A erradicação dessas doenças transmitidas por mosquitos no Amazonas ainda é uma realidade distante?
Sim, porque é insano você sair matando mosquito por aí. O Aedes aegypti tem hábitos diurnos, e de dia costumamos estar fora de casa. O mosquito da malária (Anopheles) tem hábitos noturnos. O tempo de vida da fêmea do mosquito da dengue é de 50 dias. Nesse período ela pode contaminar muita gente. O Aedes aegypti tem resistência, inclusive, para atravessar o rio Negro.
Após realização de pesquisa mais alerta para a população, a contaminação do açaí pelo parasita causador da doença de chagas ainda é recorrente no Amazonas? É algo que os apreciadores do açaí devem se preocupar?
Todos eles [os produtores] devem seguir uma cartilha elaborada pela Vigilância Sanitária quanto ao manejo do açaí e a confecção do suco. As contaminações ocorreram em municípios diferentes, mais nos eixos do rio Negro, do alto Solimões e do baixo Amazonas. Em Manaus não ocorre um caso [de contaminação pelo parasita Trypanosoma Cruzi] há mais de 30 anos.
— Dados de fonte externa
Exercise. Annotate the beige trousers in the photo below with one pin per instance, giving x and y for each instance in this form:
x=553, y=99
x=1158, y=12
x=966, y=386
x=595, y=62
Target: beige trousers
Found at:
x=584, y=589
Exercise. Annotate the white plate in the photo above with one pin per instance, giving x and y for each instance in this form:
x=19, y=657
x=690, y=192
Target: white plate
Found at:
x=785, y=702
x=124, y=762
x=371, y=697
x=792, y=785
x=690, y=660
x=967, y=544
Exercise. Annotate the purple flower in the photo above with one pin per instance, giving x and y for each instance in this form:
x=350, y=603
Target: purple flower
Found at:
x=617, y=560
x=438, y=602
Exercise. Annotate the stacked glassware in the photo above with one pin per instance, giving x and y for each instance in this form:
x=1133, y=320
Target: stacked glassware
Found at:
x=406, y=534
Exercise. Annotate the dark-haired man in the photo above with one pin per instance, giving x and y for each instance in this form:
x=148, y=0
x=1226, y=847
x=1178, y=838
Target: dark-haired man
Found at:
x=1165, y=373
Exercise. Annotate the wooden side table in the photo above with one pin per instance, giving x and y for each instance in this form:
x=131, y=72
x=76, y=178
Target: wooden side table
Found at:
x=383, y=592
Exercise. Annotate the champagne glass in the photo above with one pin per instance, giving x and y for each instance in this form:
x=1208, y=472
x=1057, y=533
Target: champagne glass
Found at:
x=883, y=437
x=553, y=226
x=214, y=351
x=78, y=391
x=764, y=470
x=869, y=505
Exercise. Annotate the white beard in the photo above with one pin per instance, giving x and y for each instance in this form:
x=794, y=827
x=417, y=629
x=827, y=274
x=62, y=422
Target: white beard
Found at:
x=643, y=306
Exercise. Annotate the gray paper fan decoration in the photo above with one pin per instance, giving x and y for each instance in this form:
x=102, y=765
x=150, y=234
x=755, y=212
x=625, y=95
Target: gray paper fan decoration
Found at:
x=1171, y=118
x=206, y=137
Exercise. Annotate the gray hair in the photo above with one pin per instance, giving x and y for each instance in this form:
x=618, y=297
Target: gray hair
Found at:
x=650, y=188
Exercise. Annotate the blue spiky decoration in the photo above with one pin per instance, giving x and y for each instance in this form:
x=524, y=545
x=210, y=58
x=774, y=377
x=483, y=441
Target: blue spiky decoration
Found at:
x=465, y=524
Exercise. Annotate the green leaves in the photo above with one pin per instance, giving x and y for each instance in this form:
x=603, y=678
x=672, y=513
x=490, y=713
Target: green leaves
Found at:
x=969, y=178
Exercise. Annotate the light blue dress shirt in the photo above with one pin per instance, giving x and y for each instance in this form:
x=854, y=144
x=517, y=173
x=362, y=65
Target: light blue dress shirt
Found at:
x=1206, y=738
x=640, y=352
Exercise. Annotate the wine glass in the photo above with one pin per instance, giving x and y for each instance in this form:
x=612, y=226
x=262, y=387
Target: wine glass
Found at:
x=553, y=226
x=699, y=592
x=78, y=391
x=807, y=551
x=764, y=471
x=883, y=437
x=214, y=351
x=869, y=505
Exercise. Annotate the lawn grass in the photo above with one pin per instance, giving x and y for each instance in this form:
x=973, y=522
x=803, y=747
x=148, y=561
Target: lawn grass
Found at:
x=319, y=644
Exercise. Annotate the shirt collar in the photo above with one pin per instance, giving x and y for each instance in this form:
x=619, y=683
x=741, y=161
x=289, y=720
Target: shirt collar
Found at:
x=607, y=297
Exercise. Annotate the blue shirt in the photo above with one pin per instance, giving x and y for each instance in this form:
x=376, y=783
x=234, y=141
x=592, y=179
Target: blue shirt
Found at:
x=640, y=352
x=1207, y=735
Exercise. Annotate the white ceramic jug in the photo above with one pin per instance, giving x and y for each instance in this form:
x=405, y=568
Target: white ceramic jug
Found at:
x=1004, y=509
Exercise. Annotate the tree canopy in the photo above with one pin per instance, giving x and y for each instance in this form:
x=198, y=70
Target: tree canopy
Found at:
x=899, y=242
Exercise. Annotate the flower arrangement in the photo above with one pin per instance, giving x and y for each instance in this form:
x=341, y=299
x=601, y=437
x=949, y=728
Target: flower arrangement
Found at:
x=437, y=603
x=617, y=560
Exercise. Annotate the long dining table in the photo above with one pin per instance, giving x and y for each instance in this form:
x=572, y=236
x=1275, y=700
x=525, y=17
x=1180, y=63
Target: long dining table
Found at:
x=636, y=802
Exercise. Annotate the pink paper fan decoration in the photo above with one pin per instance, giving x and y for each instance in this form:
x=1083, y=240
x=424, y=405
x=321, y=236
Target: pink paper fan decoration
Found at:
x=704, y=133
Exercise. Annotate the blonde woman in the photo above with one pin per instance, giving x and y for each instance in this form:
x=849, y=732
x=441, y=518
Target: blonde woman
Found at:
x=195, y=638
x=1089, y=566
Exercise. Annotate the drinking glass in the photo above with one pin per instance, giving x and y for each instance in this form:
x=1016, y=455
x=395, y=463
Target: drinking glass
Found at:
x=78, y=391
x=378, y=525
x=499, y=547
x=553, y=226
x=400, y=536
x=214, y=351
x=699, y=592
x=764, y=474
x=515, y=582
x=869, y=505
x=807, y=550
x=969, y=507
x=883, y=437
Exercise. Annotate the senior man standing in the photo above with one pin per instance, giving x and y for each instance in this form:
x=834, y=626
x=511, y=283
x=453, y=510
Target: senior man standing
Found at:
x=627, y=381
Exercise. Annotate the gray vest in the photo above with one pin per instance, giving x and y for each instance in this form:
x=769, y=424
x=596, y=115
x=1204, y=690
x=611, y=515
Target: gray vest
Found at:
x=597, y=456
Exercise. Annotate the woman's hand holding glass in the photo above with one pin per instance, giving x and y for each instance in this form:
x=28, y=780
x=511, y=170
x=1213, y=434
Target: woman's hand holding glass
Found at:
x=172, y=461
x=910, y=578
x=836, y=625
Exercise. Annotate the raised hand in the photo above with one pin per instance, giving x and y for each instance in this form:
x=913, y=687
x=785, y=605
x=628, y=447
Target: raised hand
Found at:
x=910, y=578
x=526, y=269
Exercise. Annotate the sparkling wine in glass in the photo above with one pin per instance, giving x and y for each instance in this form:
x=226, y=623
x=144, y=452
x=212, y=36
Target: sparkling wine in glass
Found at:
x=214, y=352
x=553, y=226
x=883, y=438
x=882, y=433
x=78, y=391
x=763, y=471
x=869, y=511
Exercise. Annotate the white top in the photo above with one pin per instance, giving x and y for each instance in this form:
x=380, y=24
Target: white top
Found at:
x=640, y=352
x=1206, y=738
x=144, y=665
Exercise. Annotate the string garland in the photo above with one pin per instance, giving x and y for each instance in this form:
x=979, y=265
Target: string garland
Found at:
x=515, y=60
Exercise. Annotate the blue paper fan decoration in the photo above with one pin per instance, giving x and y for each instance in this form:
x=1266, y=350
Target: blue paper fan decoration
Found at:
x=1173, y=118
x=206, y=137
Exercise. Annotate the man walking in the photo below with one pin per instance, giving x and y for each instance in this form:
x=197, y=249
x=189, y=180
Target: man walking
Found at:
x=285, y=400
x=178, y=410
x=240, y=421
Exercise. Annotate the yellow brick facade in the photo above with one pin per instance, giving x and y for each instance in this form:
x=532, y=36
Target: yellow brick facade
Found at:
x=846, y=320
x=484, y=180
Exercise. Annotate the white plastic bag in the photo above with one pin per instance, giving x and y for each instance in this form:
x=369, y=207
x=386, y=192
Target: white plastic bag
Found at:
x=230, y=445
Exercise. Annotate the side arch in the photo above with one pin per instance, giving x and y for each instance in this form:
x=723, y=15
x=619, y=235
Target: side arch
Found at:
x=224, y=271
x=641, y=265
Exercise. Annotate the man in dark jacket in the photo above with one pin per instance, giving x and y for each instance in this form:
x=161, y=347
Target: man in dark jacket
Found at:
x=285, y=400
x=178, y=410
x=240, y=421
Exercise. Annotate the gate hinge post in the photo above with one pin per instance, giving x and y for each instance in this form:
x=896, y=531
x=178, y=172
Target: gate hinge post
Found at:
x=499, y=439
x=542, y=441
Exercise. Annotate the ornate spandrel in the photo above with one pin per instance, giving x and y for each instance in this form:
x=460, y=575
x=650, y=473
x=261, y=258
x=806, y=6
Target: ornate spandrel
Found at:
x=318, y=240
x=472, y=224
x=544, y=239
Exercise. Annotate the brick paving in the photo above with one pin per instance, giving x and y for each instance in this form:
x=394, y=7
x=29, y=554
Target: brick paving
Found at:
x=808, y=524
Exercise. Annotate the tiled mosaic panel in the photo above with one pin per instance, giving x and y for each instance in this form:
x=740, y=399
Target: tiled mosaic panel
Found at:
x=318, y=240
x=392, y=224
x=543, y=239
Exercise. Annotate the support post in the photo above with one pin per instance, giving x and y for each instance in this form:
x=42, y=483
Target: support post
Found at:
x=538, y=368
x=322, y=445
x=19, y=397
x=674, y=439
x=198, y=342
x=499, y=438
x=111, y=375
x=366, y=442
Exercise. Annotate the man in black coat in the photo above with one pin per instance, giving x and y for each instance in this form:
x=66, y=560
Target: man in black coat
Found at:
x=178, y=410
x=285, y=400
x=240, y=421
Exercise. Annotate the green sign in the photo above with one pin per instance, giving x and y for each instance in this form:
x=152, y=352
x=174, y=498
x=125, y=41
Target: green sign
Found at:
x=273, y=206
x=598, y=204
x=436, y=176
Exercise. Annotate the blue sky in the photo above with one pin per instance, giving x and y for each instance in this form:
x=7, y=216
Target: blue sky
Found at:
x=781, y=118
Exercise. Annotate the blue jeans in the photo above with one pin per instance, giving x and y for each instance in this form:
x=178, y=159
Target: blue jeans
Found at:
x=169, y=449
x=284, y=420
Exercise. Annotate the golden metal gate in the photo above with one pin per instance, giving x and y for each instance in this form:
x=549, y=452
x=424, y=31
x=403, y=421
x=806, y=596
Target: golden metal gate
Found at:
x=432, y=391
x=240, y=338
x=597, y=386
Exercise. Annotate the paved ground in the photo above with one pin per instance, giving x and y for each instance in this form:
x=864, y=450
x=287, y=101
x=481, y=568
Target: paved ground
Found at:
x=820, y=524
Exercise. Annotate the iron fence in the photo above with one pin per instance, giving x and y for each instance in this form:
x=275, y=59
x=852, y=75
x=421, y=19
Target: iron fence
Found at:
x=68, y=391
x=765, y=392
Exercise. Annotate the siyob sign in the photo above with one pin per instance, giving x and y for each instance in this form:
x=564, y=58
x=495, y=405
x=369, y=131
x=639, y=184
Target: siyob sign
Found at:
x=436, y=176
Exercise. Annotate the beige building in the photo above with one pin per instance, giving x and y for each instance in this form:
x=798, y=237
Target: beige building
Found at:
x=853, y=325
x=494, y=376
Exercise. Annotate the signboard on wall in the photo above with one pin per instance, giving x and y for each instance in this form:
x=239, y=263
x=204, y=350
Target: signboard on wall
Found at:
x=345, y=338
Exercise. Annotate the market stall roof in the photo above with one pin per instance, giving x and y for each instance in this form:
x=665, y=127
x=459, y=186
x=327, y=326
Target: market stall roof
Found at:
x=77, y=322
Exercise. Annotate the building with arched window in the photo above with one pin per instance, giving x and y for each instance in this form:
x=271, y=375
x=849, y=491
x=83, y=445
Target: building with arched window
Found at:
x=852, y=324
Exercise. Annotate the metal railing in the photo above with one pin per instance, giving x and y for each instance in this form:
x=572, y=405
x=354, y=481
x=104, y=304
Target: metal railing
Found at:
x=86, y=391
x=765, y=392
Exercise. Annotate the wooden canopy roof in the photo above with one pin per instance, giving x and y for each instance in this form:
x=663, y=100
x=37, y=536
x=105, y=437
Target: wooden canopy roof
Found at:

Uma das metas da Fundação de Medicina Tropical em 2019 era melhorar o serviço de diagnóstico em áreas como malária, tuberculose e HIV. Essa meta foi alcançada?
O diagnóstico da malária tem sido descentralizado já que, hoje, é feito em várias partes de Manaus. A inauguração do laboratório de tuberculose está previsto para o dia 19 [de fevereiro] com um convênio com participação internacional. Houve avanços, conforme nosso relatório anual, no diagnóstico e no tratamento destas doenças.